In deze verordening wordt verstaan onder:

Artikel 2: Aanwijzing van wegen en weggedeelten waar voertuigen kunnen worden verwijderd, overgebracht en in bewaring gesteld in het belang van het vrijhouden van wegen en weggedeelten

Als wegen en weggedeelten, bedoeld in artikel 170, eerste lid, onder c, van de wet worden aangewezen alle wegen en weggedeelten binnen de gemeente Uithoorn voor zover die behoren tot een van de in artikel 2 van het besluit bedoelde soorten van wegen en weggedeelten.

Artikel 3: Plaats bewaring voertuigen en openingstijden

  • 1.

    Als plaats van bewaring van voertuigen wordt aangewezen: Daniël Goedkoopstraat 7 tot 9 te Amsterdam.

  • 2.

    De bewaarplaats is alle dagen 24 uur per dag voor het publiek geopend.

Artikel 4: Kosten overbrengen en bewaren voertuigen

De kosten van overbrengen van een voertuig naar de bewaarplaats en het bewaren van een voertuig worden jaarlijks vastgesteld op grond van de tarieven van Dienst Stadstoezicht.
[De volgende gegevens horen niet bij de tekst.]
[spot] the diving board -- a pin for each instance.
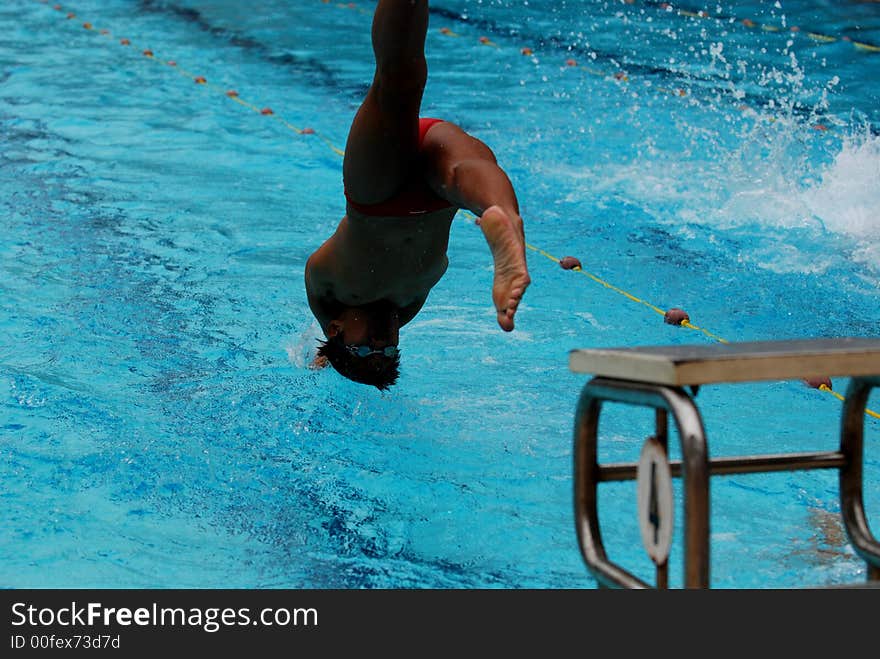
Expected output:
(732, 362)
(655, 377)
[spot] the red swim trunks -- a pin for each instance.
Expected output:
(414, 199)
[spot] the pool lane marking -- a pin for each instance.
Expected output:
(230, 94)
(265, 111)
(749, 23)
(685, 323)
(618, 75)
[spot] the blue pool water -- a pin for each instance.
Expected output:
(158, 424)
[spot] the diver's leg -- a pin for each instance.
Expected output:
(383, 141)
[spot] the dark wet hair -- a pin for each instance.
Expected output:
(377, 370)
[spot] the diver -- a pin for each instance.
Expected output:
(404, 179)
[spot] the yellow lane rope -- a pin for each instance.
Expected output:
(268, 112)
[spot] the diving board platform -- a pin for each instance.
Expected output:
(732, 362)
(655, 377)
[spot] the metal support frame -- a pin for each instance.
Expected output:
(695, 469)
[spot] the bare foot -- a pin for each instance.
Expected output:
(504, 233)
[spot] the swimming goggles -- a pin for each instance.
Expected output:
(366, 351)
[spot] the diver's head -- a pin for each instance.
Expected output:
(362, 344)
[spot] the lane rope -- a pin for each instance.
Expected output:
(681, 320)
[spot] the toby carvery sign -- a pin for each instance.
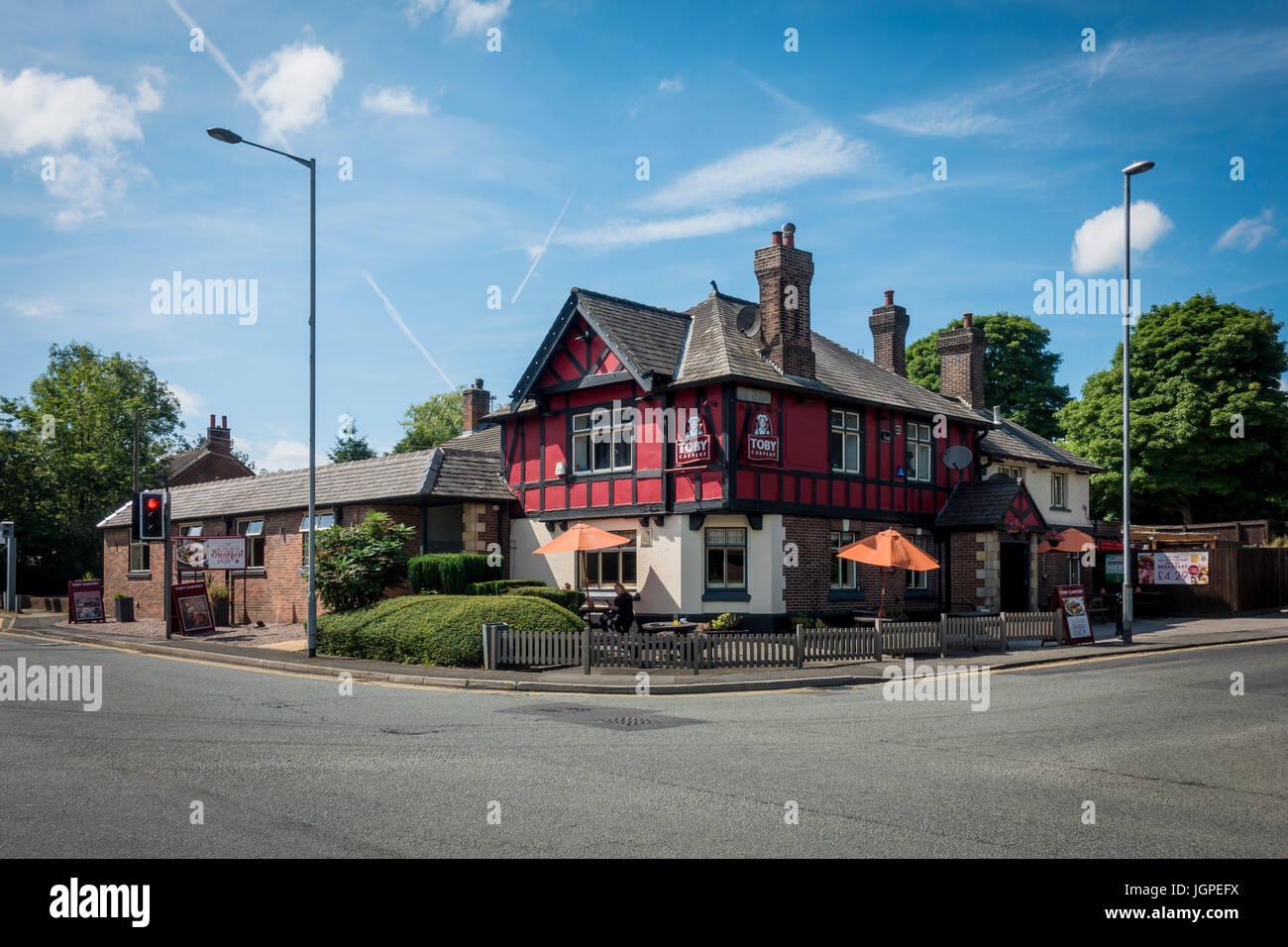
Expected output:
(211, 553)
(695, 446)
(761, 444)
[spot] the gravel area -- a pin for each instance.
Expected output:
(155, 628)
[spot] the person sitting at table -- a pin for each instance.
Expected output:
(623, 609)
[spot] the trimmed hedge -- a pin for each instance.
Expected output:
(443, 630)
(449, 574)
(572, 599)
(498, 586)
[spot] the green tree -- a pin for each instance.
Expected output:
(351, 447)
(1019, 368)
(65, 457)
(430, 423)
(357, 564)
(1210, 421)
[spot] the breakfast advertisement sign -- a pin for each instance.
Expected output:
(211, 552)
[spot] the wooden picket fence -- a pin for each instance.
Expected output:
(506, 647)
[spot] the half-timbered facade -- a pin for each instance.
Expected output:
(735, 450)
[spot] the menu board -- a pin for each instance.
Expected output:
(1070, 603)
(1172, 569)
(85, 600)
(192, 607)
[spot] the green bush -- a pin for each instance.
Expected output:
(357, 564)
(572, 599)
(498, 586)
(449, 573)
(445, 630)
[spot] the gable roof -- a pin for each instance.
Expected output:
(986, 502)
(441, 474)
(645, 339)
(1017, 442)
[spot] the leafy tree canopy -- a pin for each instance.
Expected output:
(65, 454)
(1210, 421)
(1019, 368)
(432, 421)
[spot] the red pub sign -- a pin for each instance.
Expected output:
(761, 445)
(695, 445)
Deze kosten worden door het college bij afzonderlijk besluit vastgesteld op grond van een opgave van de Dienst Stadstoezicht.

Artikel 5: Overbrengen en in bewaring stellen van motorrijtuigen in het geval van gebleken onvoldoende rijgeschiktheid of rijvaardigheid, excessieve overschrijding van de maximumsnelheid dan wel het ontbreken van een behoorlijk zichtbare kentekenplaat

Wanneer gebruik wordt gemaakt van de bevoegdheid, zoals bedoeld in de artikel 130 vierde lid, artikel 164 zevende lid en artikel 174 eerste lid, zijn artikel 1,3 en 4 van deze verordening van overeenkomstige toepassing.
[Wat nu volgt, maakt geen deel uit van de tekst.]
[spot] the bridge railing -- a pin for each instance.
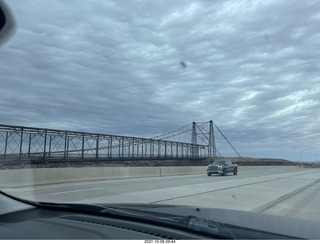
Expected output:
(27, 143)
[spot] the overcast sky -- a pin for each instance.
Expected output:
(143, 68)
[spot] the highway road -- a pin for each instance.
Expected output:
(294, 193)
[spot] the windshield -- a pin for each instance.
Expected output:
(128, 102)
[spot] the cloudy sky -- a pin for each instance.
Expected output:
(143, 68)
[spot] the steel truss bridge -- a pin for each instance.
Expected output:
(48, 145)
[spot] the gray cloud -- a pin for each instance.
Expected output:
(114, 67)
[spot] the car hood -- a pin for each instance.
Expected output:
(238, 224)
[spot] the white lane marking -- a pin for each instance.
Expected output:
(65, 192)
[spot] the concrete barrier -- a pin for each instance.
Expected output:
(28, 177)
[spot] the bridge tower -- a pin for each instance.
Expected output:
(195, 150)
(212, 151)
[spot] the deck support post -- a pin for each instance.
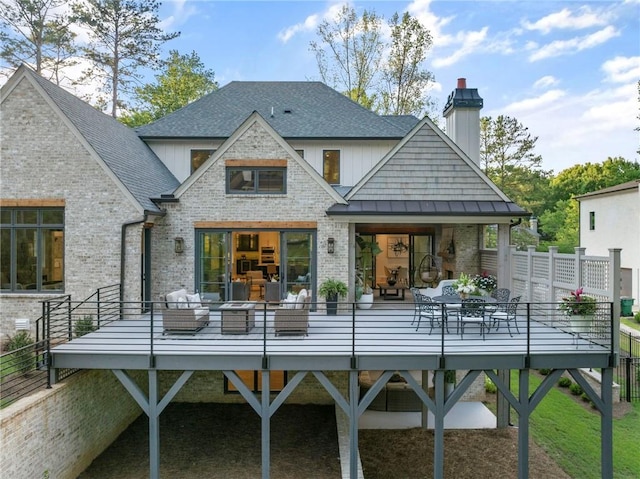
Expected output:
(438, 428)
(265, 418)
(154, 426)
(523, 424)
(606, 423)
(353, 423)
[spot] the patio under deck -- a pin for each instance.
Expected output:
(384, 338)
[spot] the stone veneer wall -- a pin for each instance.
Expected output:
(206, 200)
(58, 432)
(51, 163)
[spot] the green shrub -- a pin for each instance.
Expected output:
(564, 382)
(575, 389)
(489, 386)
(23, 359)
(84, 326)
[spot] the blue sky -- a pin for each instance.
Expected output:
(567, 70)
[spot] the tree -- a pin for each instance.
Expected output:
(31, 33)
(349, 52)
(508, 159)
(404, 82)
(124, 36)
(183, 80)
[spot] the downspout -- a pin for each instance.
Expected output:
(123, 250)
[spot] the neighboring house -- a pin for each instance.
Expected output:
(277, 177)
(610, 218)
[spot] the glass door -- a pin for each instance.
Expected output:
(212, 265)
(297, 266)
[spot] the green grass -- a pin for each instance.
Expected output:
(631, 323)
(570, 434)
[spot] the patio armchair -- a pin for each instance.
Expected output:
(508, 315)
(472, 311)
(293, 320)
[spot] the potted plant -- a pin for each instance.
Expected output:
(331, 289)
(364, 291)
(580, 308)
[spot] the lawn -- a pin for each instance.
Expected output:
(569, 432)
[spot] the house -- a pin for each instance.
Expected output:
(255, 176)
(610, 218)
(273, 178)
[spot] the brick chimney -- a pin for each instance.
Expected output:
(462, 114)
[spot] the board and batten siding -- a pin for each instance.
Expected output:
(357, 157)
(426, 168)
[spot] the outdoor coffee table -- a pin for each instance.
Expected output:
(237, 318)
(399, 288)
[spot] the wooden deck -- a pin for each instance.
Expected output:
(375, 337)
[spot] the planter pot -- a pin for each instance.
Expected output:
(365, 301)
(332, 305)
(580, 324)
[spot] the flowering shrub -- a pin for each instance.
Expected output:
(465, 284)
(578, 304)
(485, 282)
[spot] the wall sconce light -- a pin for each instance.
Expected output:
(178, 244)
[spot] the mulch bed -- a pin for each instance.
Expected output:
(224, 441)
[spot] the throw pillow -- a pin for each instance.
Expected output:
(302, 295)
(194, 300)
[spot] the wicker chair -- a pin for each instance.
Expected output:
(293, 321)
Artikel 6: Overgangsbepaling, inwerkingtreding en citeertitel

  • 1.

    De “Wegsleepverordening Uithoorn 2004”, zoals vastgesteld bij raadsbesluit van 16 september 2004, nr. RV04.46 wordt ingetrokken met ingang van de in het tweede lid genoemde datum van ingang, met dien verstande dat zij van toepassing blijft op gevallen die zich voor die datum hebben voorgedaan.

  • 2.

    Deze verordening treedt in werking met ingang van de achtste dag na die van de bekendmaking.

  • 3.

    Deze verordening wordt aangehaald als: Wegsleepverordening Uithoorn 2008.

Ondertekening

Aldus vastgesteld in de openbare raadsvergadering van de raad van Uithoorn van 11 september 2008, nr. 4.1/3.3.
de griffier, de voorzitter,
(Joh. A. Pot)  (mevr. H.L. Groen)

Tarieventabel 2014, zoals bedoeld in artikel 4 van de Wegsleepverordening Uithoorn 2008

De kosten van het overbrengen van een voertuig naar de bewaarplaats en het bewaren van een voertuig bedragen:

 

Tarief

Wegslepen

€ 373,- per voertuig

Bewaren

€ 30,- per dag

Het basistarief van € 373,- is inclusief de eerste dag opslag.

Vastgesteld door de burgemeester en wethouders van Uithoorn

Bij besluit van 8 december 2014, nr 17.

Toelichting algemeen

In de Wegenverkeerswet 1994 (hierna; “WVW 1994”) is bepaald dat de uitvoering van de wegsleepregeling een bevoegdheid is van het gehele college van burgemeester en wethouders.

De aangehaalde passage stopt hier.